When the Vessel Told a Different Story
During an onboard visit for a potential conversion project, something did not add up.
The vessel, the available drawings and the project documentation were telling different stories.
Different drawing revisions showed different wheelhouse dimensions. Project records documented modifications after construction, while conversations with former crew members provided valuable operational context. Individually, none of those findings appeared particularly significant. Together, however, they revealed a very different picture.
Only by comparing the documentation, the operational knowledge and the vessel itself did the full story begin to emerge.
Nearly a decade earlier, during the final stages of construction, it became apparent that the completed wheelhouse was too high to pass beneath the bridges on the vessel’s intended operating route. The completed wheelhouse had to be reconstructed at a six figure cost.
What the Evidence Revealed
Unfortunately, I was never able to speak with the original project management team, so I cannot determine exactly where the process broke down.
The former crew, however, had a clear understanding of how the issue had developed. According to those conversations, the vessel’s intended operating profile and the bridge clearance restrictions were already well understood internally before construction was completed.
Whether those operational requirements never reached the design process, whether the final design was never verified against those requirements, or whether decisions changed during the project, I cannot establish with certainty.
From my perspective, however, identifying the exact point where the process failed is less important than understanding the outcome.

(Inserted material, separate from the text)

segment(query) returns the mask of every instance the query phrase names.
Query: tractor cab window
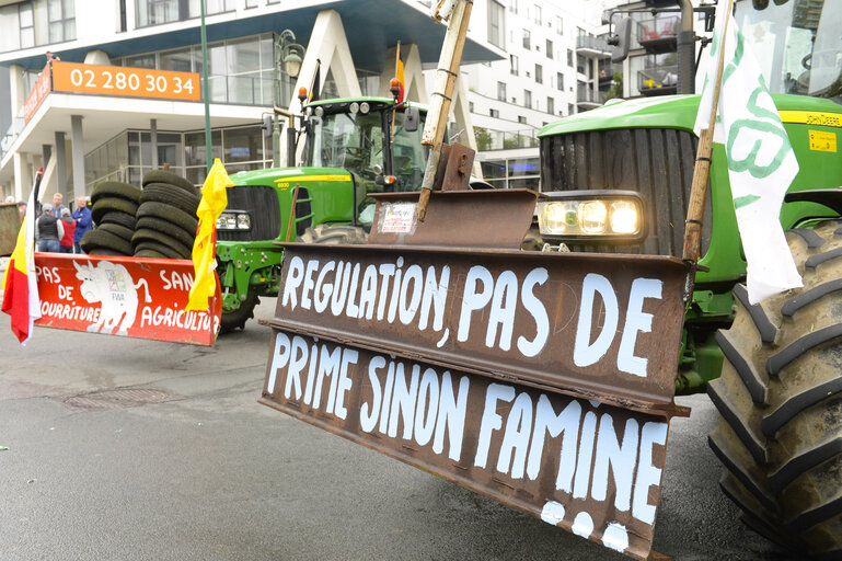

The operational requirements, the design and the completed construction were never properly verified against one another. Somewhere between operational reality, engineering and construction, the connection was lost. The vessel was built exactly as designed, but the completed design no longer fulfilled the operational requirements it was intended to meet.
Verification Is Not a Single Event
In my experience, this is rarely an isolated case.
Projects continuously generate new information. Operational experience, revised drawings, engineering decisions, owner requests and construction modifications all influence the final outcome. Unless those elements are continuously compared and verified, assumptions gradually replace facts.
Verification is therefore not a single design review carried out at the beginning of a project. It is a continuous process throughout engineering and construction. Every significant design revision should be checked against the operational profile the vessel is expected to fulfil. That applies equally to conversions, refits and new build projects.
Good verification is not simply confirming that a drawing is technically correct. It is confirming that the design continues to support the owner’s operational objectives as the project evolves.

Final Thoughts
The six figure reconstruction was not the result of poor engineering. It was the result of information that already existed but was never successfully brought together before construction was completed.
Good project governance is not about producing more drawings, more reports or more meetings. It is about continuously verifying that operational requirements, engineering decisions and construction remain aligned throughout the project. Every significant design decision should be tested against the vessel’s intended operation before it becomes part of the build.
The lesson extends well beyond this single vessel. Whether the project is a conversion, a refit or a new build, the principle remains the same. Decisions should never be validated in isolation. They should be verified against the operational profile the vessel is expected to fulfil.
Because once the ship is built, verification becomes reconstruction.